“Hey, you said you needed a bow, right? I brought one from home.” Rita tossed the store-bought, stick-on bow onto the kitchen table. The bow was green and cheap and plasticky and Sara had to press her lips tight to keep from screaming, because Rita didn’t understand anything and never would.
“Sara?” Rita said. “It’s okay, I’ve got a whole bag of them left over from Christmas and--”
“I said I’d make one.” Sara pulled the bottle of cologne out of the shopping bag and flicked a finger at the green bow. “Those are crap.” Even unopened and still in its box, the chemical scent of the cologne was enough to make her blink. Then blink some more, rapidly, to hold back a sudden onslaught of tears. Not now. Not in front of Rita.

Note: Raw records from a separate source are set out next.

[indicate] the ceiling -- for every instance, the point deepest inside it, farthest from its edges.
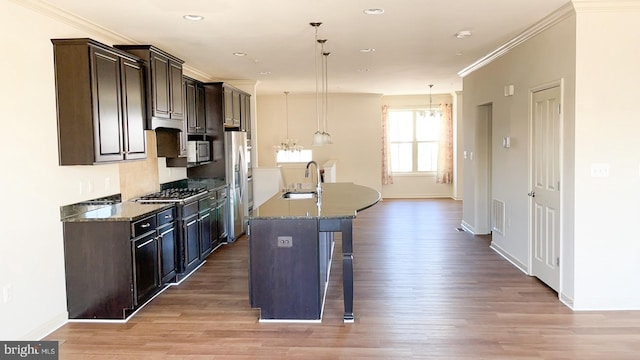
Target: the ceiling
(414, 40)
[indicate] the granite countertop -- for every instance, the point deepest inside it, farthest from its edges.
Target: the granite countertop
(338, 200)
(124, 211)
(209, 184)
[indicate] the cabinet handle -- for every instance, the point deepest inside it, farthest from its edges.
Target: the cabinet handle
(145, 243)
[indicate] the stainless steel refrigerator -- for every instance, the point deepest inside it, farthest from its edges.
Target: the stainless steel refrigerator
(236, 176)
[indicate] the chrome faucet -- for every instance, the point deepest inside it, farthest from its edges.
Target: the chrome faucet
(306, 174)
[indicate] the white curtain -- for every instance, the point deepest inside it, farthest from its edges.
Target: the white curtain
(444, 174)
(387, 177)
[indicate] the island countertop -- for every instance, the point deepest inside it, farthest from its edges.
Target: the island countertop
(337, 201)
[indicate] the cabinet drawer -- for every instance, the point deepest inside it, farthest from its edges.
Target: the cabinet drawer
(221, 194)
(189, 209)
(143, 226)
(204, 205)
(166, 216)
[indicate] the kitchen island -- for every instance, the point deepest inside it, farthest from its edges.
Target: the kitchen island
(290, 250)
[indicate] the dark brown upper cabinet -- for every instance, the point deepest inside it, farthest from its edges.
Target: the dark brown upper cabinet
(100, 103)
(230, 108)
(195, 106)
(165, 91)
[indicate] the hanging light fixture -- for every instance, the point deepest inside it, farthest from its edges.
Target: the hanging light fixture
(317, 136)
(430, 103)
(288, 144)
(326, 137)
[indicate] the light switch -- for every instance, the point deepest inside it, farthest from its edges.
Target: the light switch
(600, 170)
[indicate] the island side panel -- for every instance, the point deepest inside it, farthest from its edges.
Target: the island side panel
(347, 268)
(284, 268)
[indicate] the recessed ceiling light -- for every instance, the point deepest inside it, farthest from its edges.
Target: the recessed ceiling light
(193, 17)
(463, 34)
(374, 11)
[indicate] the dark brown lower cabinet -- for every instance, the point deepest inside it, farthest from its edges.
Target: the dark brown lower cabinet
(114, 267)
(146, 258)
(289, 263)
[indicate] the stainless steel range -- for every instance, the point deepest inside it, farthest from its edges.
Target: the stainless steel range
(193, 219)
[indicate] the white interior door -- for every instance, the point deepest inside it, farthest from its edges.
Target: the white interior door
(545, 194)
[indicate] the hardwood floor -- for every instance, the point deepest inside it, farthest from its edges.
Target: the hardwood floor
(423, 290)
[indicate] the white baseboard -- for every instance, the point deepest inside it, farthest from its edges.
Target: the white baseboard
(416, 196)
(466, 227)
(567, 300)
(505, 254)
(47, 327)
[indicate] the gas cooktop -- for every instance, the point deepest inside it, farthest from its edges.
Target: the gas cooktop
(173, 195)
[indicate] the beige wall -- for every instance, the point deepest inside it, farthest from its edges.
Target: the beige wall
(607, 251)
(31, 246)
(591, 55)
(547, 57)
(354, 125)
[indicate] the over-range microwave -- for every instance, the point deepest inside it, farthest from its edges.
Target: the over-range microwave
(198, 151)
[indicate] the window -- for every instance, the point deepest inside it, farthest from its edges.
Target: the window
(294, 156)
(413, 140)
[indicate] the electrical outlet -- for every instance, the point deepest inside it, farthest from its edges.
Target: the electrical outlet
(285, 241)
(7, 293)
(600, 170)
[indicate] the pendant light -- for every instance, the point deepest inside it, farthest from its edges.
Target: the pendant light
(317, 136)
(430, 104)
(326, 137)
(288, 144)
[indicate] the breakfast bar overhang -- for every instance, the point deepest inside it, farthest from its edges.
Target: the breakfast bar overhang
(290, 250)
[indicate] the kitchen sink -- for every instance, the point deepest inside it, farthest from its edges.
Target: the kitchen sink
(296, 195)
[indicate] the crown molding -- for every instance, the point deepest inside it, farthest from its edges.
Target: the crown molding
(73, 20)
(87, 26)
(582, 6)
(555, 17)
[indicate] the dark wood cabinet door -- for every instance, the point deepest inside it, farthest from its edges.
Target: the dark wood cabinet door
(222, 221)
(246, 116)
(205, 234)
(200, 108)
(214, 227)
(106, 97)
(133, 106)
(176, 91)
(228, 107)
(191, 118)
(160, 86)
(214, 112)
(192, 240)
(146, 265)
(167, 247)
(242, 112)
(236, 108)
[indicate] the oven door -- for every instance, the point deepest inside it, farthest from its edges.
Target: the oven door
(204, 151)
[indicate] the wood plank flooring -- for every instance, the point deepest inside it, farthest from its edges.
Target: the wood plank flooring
(422, 291)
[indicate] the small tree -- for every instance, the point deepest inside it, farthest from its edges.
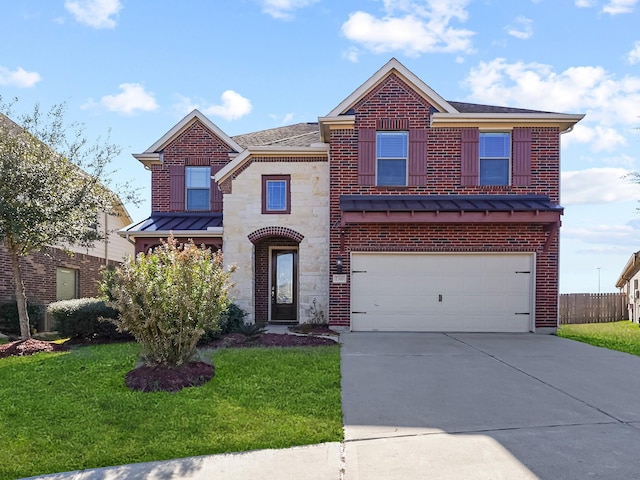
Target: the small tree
(168, 297)
(52, 188)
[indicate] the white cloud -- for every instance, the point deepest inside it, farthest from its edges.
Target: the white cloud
(351, 54)
(522, 28)
(18, 78)
(598, 185)
(283, 9)
(94, 13)
(634, 54)
(412, 27)
(233, 107)
(133, 97)
(614, 7)
(591, 90)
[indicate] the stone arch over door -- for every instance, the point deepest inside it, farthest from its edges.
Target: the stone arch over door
(265, 241)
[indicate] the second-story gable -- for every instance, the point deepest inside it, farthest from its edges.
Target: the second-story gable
(395, 135)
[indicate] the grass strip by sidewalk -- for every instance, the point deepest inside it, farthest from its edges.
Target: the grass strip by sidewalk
(623, 336)
(70, 411)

“Hey, language,” Rita said in her prissy way, but with so little heat Sara felt obligated to ignore her. “Not like that cologne is super high-quality either,” Rita added under her breath.
Sara rolled her eyes as she closed them in disdain, a maneuver that had always brought an immediate call-out from her mother. Rita seemed annoyed by it, too, but she was still the newcomer, which meant Sara could use it at will. And did.
It’s not that Sara hated Rita. Rita was…fine. Not great, but fine. She didn’t know anything about quilting, or sewing, or anything crafty, really. Sara’s mother had once welded together a steampunk hoop dress and embedded Arduino-controlled LEDs into the fabric, all over two weekends of work. Last week Rita had shown Sara a macrame potholder she’d made that looked slightly worse that the one Sara had done eight years ago. In kindergarten.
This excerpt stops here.